APRA – Two prudential practice guides released for consultation
On 6 September 2022, APRA released for consultation draft ‘guidance to accompany its two new prudential standards on financial contingency and resolution planning’. The two Prudential Practice Guides (CPG 190 Financial Contingency Planning and CPG 900 Resolution Planning) ‘set out principles and examples of better practice to assist [APRA-regulated] entities to meet their requirements under the proposed new standards CPS 190 Financial Contingency Planning and CPS 900 Resolution Planning’.
A final version of CPS 190 is expected later this year, and a final version of CPS 900 is expected to be released in the first half of 2023. The practice guides are expected to be finalised in the first half of 2023 (after a three-month consultation period). CPS 190 and CPS 900 are expected to come into effect in the beginning of 2024.

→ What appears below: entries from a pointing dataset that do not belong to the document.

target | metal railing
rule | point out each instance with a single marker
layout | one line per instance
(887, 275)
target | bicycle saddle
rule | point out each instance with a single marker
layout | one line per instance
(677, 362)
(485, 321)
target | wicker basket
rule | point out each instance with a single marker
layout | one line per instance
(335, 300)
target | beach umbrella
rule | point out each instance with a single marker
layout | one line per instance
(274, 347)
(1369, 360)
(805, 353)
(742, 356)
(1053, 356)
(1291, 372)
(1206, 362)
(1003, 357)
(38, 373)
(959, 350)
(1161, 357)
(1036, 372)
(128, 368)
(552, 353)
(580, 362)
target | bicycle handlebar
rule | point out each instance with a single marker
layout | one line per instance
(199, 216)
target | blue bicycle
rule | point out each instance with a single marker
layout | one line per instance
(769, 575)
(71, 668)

Consultation will close on 6 December 2022.
Click here for details.
Legislation – AMM notice amendments finalised
On 2 September 2022, the Superannuation Industry (Supervision) Amendment (Annual Members’ Meetings Notices) Regulations 2022 were registered on the Federal Register of Legislation. As referred to in our Super Alert from 22 July 2022, these regulations amend the requirements of annual members meeting notices. They:
- align the definition of ‘accounting standard’ with the one in the Corporations Act 2001;
- align the definition of ‘related party’ to the definition in the Australian Accounting Standards;
- ‘enable funds to provide contextual information in their short-form summary of expenditures’;
- require funds to ‘itemise all expenditures on political donations’; and
- require funds to ‘detail in aggregate’, amounts spent on promotion, marketing or sponsorship, industrial body payments, and related party payments.
‘These amendments apply in relation to a notice of an annual members’ meeting for a superannuation entity if:
- the notice is given after the commencement of this item (9 September 2022); and
- the year of income ends on or after 30 June 2022’.
Click here and here for details.
Treasury – Miscellaneous amendments released for consultation
On 2 September 2022, Treasury released an exposure draft Bill and regulations in relation to miscellaneous amendments to Treasury portfolio laws 2022. According to Treasury, ‘the amendments seek to ensure the law operates as intended by correcting technical or drafting defects, removing anomalies and addressing unintended outcomes’.
Amendments to the SIS Act include:
- changing where APRA discloses notices about disqualifying decisions to align with modern practice. APRA would now publish the notice in a notifiable instrument (instead of the Gazette) when it makes a decision disqualifying persons from acting in certain capacities;
- clarifying that annual members meetings can be held virtually, and that wholly virtual meetings are acceptable. This will include inserting the definition of ‘virtual meeting technology’ to align the SIS Act with the definition in the Corporations Act; and
- amending section 117, which currently states that in order to pass a resolution in support of paying any money to an employer, a trustee board be made up of an equal number of employer representatives and member representatives. This would instead be amended to require a trustee board comply with the ‘basic equal representation rules’ in the SIS Act (to account for boards which have additional independent directors).
Consultation will close on 29 September 2022.
Click here for details.
ASIC – Releases findings from review into life insurance claims handling
On 2 September 2022, ASIC issued a media release in relation to its findings in its most recent review of life insurance claims handling. Between 1 January and 1 June 2021, ASIC reviewed nearly 4800 disability income insurance claims and found that insurers need to do more to ensure ‘that consumers are protected from unfair practices in non-disclosure investigations and physical surveillances’.
Among other things, the review found that:
- ‘non-disclosure investigations were conducted in around 5% of claims (252) and physical surveillance was conducted in around 1% of claims (57 claims)’;
- ‘40% of non-disclosure investigations related to mental health non-disclosure’; and
- ‘physical surveillance was used in 10 mental health claims and ASIC considers that surveillance may have been unwarranted in half of these cases’.